A Sunday symposium will review emerging comparative effectiveness research in small molecule and biologic therapies for rheumatoid arthritis (RA), the role of imaging in the clinical care of RA, and how to address infection risk when using these medications.
The symposium, Update in RA: Benefits & Harms of Biologics & Small Molecules & Imaging Strategies, will take place from 4:30 – 6:00 pm Sunday in Room 20 D. Mark C. Genovese, MD, the James W. Raitt Professor of Medicine in the Division of Immunology and Rheumatology at Stanford School of Medicine in Palo Alto, CA, will discuss the impact of biologics and small molecules in RA treatment.
“Since their introduction, we’ve seen meaningful improvements with the use of biologics and small molecules, not only in clinical trials, but also in real-world data,” Dr. Genovese said. “While we’ve yet to maximize all of the potential benefits of our existing therapies, from either a treat-to-target or a combination approach, a further understanding of the utility and the ramifications of small molecule and biologic therapies will play a key role in the future treatment of RA.”
Peter C. Taylor MA, PhD, FRCP, the Norman Collisson Professor of Musculoskeletal Sciences and Head of Clinical Sciences at the University of Oxford in the U.K., will follow with a discussion on the role of imaging in assessing disease activity in RA.

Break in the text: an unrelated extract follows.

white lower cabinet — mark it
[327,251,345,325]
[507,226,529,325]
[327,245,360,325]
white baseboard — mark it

“Other than looking for structural damage to the joint, for which we still use plain radiographs by and large, there are many different imaging modalities that could potentially be used to gain additional information about inflammatory disease activity in rheumatoid arthritis,” Dr. Taylor said. “Ultrasonography and magnetic resonance imaging (MRI), for example, have the potential, particularly in early-phase disease, to detect synovitis that might otherwise be subclinical.”
Ultrasound and MRI, he said, could also be used to quantify local inflammation with greater accuracy than is possible with a clinical joint assessment, which may not have much application in clinical practice but may be useful in clinical trials.
“In the context of clinical research, imaging may have value as a more sensitive measure of change and, potentially, could give us an idea as to how efficacious a drug is in an early stage of drug development,” Dr. Taylor said. “Additionally, imaging research points to the use of imaging biomarkers as having prognostic value in terms of predicting the likelihood of structural damage progression, which might help inform a treatment choice.”
The final presenter, Kevin L. Winthrop, MD, MPH, Professor of Public Health and Associate Professor of Infectious Diseases and Ophthalmology at the School of Public Health and School of Medicine at Oregon Health & Science University in Portland, will talk about ways to manage and prevent infections in RA patients.
“There’s quite a bit of research coming out on Janus kinase (JAK) inhibitors right now and how they compare to the biologics with regards to infection,” Dr. Winthrop said. “There has been some interesting data published recently about mitigating shingles risk with JAK inhibitors, for example, including a study where patients were vaccinated with Zostavax prior to starting the JAK inhibitor tofacitinib, and it appeared to have a significant immunogenic effect.”
Dr. Winthrop will also emphasize the importance of screening patients for latent viral infections, such as tuberculosis and hepatitis B, before administering small molecule or biologic therapy in order to mitigate the risk of active infection.
“There are also some emerging infections, such as chikungunya virus, that may not be on rheumatologists’ radar screen yet, but they will be,” Dr. Winthrop said. “The bottom line is that we have a wave of new therapies coming along and they all potentially raise the risk of serious bacterial and opportunistic infections, so we need to be screening patients before administering these therapies.”